The process is much the same for the AT Tiny 45 except of course you'd select "AT Tiny 45 (w/ Arduino as ISP)" as the board to program.  If you were to select the AT Tiny 2313 for your project, the process would be pretty much the same except we'd want to remove the jumper connector, make sure the correct set of cores is installed in the "Hardware" folder and change the pin assignments in the sketch from "0" to "5" -e.g.analogWrite(0, brightness): becomesanalogWrite(5, brightness); see image 2 to make sense of this.

Most of the control commands you would use for the Arduino are available to the AT Tiny, but some of the higher-function commands (things like taking control of the Output Control Registers and the internal clocks) don't quite port directly because the timers and of course outputs aren't the same.)  According to High-Low Tech, the following Arduino commands should be supported:

pinMode()
digitalWrite()
digitalRead()
analogRead()
analogWrite()
shiftOut()
pulseIn()
millis()
micros()
delay()
delayMicroseconds()
SoftwareSerial (has been updated in Arduino 1.0)

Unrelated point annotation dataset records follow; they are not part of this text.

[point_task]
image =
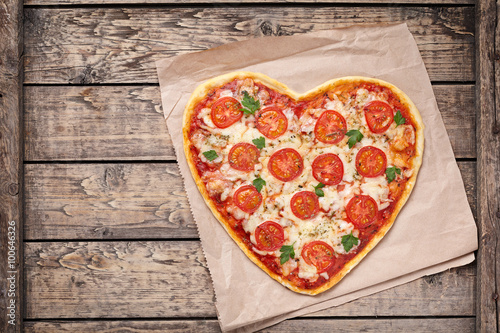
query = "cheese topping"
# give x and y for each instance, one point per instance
(330, 224)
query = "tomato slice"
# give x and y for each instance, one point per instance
(269, 236)
(286, 164)
(243, 156)
(328, 169)
(371, 162)
(305, 205)
(247, 198)
(379, 116)
(319, 254)
(362, 210)
(271, 122)
(226, 111)
(330, 127)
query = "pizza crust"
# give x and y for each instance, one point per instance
(201, 92)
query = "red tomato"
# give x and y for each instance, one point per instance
(379, 116)
(319, 254)
(371, 162)
(269, 236)
(243, 156)
(271, 122)
(226, 111)
(362, 210)
(328, 169)
(247, 198)
(286, 164)
(305, 205)
(330, 127)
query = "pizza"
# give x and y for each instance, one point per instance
(305, 184)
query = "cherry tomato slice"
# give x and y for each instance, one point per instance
(226, 111)
(243, 156)
(305, 205)
(362, 210)
(286, 164)
(371, 162)
(271, 122)
(269, 236)
(379, 116)
(330, 127)
(247, 198)
(318, 254)
(328, 169)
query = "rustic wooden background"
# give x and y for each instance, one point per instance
(109, 242)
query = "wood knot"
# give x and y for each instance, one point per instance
(266, 28)
(13, 189)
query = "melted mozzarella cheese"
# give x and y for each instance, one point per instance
(330, 224)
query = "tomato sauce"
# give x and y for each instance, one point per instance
(274, 98)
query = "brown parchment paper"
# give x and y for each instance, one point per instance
(434, 231)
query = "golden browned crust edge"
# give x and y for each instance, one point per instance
(200, 93)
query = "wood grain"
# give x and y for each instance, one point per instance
(106, 201)
(444, 325)
(121, 201)
(196, 2)
(126, 123)
(155, 280)
(11, 179)
(120, 45)
(95, 123)
(488, 171)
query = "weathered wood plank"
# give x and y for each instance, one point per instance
(456, 104)
(120, 201)
(95, 123)
(126, 122)
(155, 279)
(11, 179)
(195, 2)
(118, 45)
(444, 325)
(488, 159)
(106, 201)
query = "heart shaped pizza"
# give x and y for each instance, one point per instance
(306, 185)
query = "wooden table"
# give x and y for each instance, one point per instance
(104, 239)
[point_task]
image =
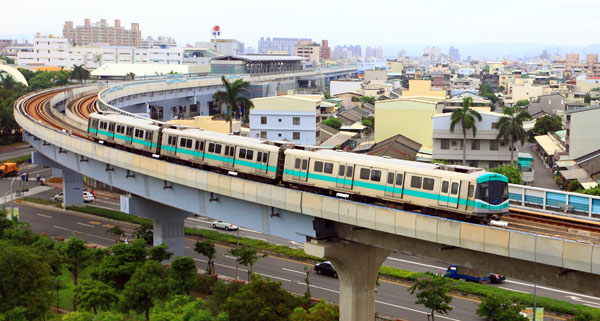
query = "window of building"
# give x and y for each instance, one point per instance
(415, 181)
(318, 167)
(445, 144)
(493, 145)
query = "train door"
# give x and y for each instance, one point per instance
(344, 177)
(300, 171)
(262, 160)
(393, 184)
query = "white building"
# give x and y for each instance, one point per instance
(483, 150)
(52, 51)
(292, 118)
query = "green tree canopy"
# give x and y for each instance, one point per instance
(333, 123)
(466, 118)
(432, 292)
(148, 284)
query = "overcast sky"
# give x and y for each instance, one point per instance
(372, 22)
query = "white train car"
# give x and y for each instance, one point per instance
(136, 133)
(232, 153)
(466, 190)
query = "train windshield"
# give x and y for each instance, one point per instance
(493, 192)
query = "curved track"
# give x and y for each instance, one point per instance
(38, 107)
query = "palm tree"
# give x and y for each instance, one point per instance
(232, 97)
(465, 116)
(510, 127)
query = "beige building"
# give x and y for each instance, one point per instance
(101, 33)
(409, 116)
(423, 88)
(483, 150)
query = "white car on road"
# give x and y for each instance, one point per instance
(224, 225)
(87, 197)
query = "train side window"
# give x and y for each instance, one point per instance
(415, 181)
(318, 167)
(454, 188)
(391, 178)
(365, 173)
(328, 168)
(376, 175)
(445, 186)
(428, 184)
(399, 179)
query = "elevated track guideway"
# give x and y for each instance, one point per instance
(362, 234)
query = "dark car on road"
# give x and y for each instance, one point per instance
(326, 268)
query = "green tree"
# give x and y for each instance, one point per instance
(512, 172)
(148, 284)
(260, 300)
(76, 256)
(510, 127)
(95, 295)
(116, 231)
(159, 253)
(246, 256)
(25, 281)
(333, 123)
(466, 117)
(321, 311)
(587, 98)
(432, 292)
(232, 96)
(80, 73)
(207, 248)
(522, 103)
(182, 275)
(117, 268)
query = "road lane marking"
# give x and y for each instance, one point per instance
(43, 215)
(318, 287)
(414, 310)
(83, 233)
(290, 270)
(88, 225)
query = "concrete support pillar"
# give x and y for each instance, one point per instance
(168, 221)
(357, 266)
(72, 188)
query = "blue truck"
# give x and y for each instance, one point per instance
(463, 273)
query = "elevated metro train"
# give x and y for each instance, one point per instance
(457, 192)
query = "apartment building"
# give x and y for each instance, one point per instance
(292, 118)
(483, 150)
(100, 33)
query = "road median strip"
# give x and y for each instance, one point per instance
(462, 288)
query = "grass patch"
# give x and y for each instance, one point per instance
(21, 159)
(481, 290)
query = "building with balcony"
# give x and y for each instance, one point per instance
(291, 118)
(483, 150)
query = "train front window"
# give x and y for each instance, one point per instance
(493, 192)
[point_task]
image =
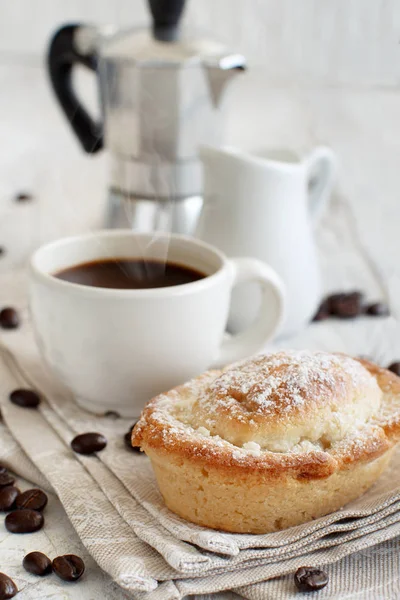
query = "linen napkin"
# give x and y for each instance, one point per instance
(113, 502)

I've used all of these and others.  Tone() for example seems to work without any problems.

So the next time you have a great Arduino project but don't want to permanently assign your Arduino to, say, an open door alert or a flashing greeting card, consider the AT Tiny line and if you get addicted, it will be worth the time to make this hardware programmer rather than wear out your breadboard.